Wednesday night I took S our 6 year old daughter to ball practice.  It was a similar practice to the one I witnessed Sunday night.  Although even funnier is the realization when you say "first base" they have no idea where to go.  Luckily we have an amazing coach that realized this may be important and had them running bases.  Even on the T they weren't so sure of batting and they can't catch either.  It doesn't really matter though because playing in the dirt is more fun!!

Thursday night I took Sydnie our 12 year old to her game.  She is the only one already playing games.  We won 15-5.  It was a great game.  Sydnie got to play 1st base for two innings and managed 4 outs during that time.  She hit the ball, she ran, she was amazing. 

As I look back over the last week of Softball and Baseball I realize what summer is truly about.  It's not about the actual game of ball.  It is about being with friends and family.  It's about being outside and playing in the dirt.  It's about having fun.  It's about corn dogs and fries for dinner with a healthy dose of snacks and late nights.  So bring on Softball, Baseball and most importantly bring on Summer!!

Thursday, May 9, 2013

Losing My Heart

In the next 7 weeks our little girl; our daughter will be going home to her forever mom.  It will be 10 days short of a year that she has been in my home and slowly became my daughter.  Although she is only 3 she has more spirit then most anyone I have ever met.  She knows her mind and doesn't hesitate to share it with anyone who will listen.  I know I am losing my heart to this 3 year old and her 6 year old brother.  I know that a bit of me will go with them.

B "Mom, I can't call my Mom Heather anymore."
M "Honey you shouldn't call her Heather.  She is your Mommy."
B "But her name is Heather." (Said with quite the attitude)
M "Yes but what do you call me?"  (Thinking I had outwit this creative 3 year old)
B "Mommy.  But you are my Mommy and she is my Visit."

Now I know that this little ball of energy loves her Mom.  I know that her parents have done what they need to get their kids back.  I know that the bond they have is amazing.  But sometimes even knowing these things doesn't stop you from losing your heart.  So for today I am Mommy and she is Visit.  But I also know that someday soon I will be a memory and she will be their forever Mommy.

Friday, October 12, 2012

Gray Hair

Recently I attended my 20 year class reunion.  How all those years have passed is way beyond my comprehension.  I wasn't excited about my reunion until I found out the bad ThunderKat was playing.  I am a personal friend with the band and their wives so I knew that even if I didn't want to associate with my old classmates I would be in good company with the band.  I have to say I suddenly felt so much cooler then I ever felt in high school!!

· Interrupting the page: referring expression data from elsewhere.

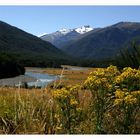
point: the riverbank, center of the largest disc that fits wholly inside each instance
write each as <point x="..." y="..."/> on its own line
<point x="10" y="82"/>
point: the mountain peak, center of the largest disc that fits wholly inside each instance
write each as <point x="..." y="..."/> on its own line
<point x="84" y="29"/>
<point x="64" y="31"/>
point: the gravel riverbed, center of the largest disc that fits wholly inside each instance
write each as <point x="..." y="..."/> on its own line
<point x="16" y="80"/>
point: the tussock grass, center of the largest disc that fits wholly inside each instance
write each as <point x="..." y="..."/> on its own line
<point x="105" y="102"/>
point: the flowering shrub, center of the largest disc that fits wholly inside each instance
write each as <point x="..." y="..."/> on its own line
<point x="68" y="101"/>
<point x="115" y="90"/>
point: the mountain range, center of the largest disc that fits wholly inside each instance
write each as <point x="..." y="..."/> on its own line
<point x="28" y="49"/>
<point x="98" y="43"/>
<point x="69" y="46"/>
<point x="63" y="36"/>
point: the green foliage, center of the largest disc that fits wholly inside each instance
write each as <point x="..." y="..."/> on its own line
<point x="9" y="67"/>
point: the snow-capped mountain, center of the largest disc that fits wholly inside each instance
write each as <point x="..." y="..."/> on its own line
<point x="83" y="29"/>
<point x="64" y="36"/>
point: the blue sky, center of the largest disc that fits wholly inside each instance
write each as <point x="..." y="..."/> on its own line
<point x="47" y="19"/>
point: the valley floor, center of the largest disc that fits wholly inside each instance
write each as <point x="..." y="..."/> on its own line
<point x="91" y="101"/>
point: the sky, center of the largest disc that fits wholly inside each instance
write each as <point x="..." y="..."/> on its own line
<point x="47" y="19"/>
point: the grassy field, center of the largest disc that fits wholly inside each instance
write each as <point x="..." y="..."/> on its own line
<point x="90" y="101"/>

I had a great time rocking out and dancing like I had no abandon.  Heck I had no kids and we had a babysitter all night...it really was fun.  Throughout the evening and a few (or maybe a few more) drinks we started talking about hair.  This conversation should be quite innocent.  Who can get all down and dirty while talking about hair.  Then we started talking about gray hair and dye jobs.  Okay still pretty innocent and then it happened. 

Julie:  "You know, I notice my gray hair way more in that spot." 
Lorene:  "Which spot?" 
Julie:  "You know on me I notice the gray hair there." 

Okay now I know the spot and frankly I am at a loss as to how to respond.  So I figure if we are having this conversation to jump in with both feet.

Lorene:  "I don't know gray hair there because I don't have hair there."

Needless to say I now know way more about my dear friend Julie then I ever thought I would know.  I know that she doesn't want to shave everywhere because she doesn't want her husband to think she is an 11 year old girl.  She'd rather be a football field then the Amazon rain forest and she thinks waxing hurts like HE--!! 

Yes the conversation was lively, the bad rocked out and thanks to both old and new friends the memories will last a life time.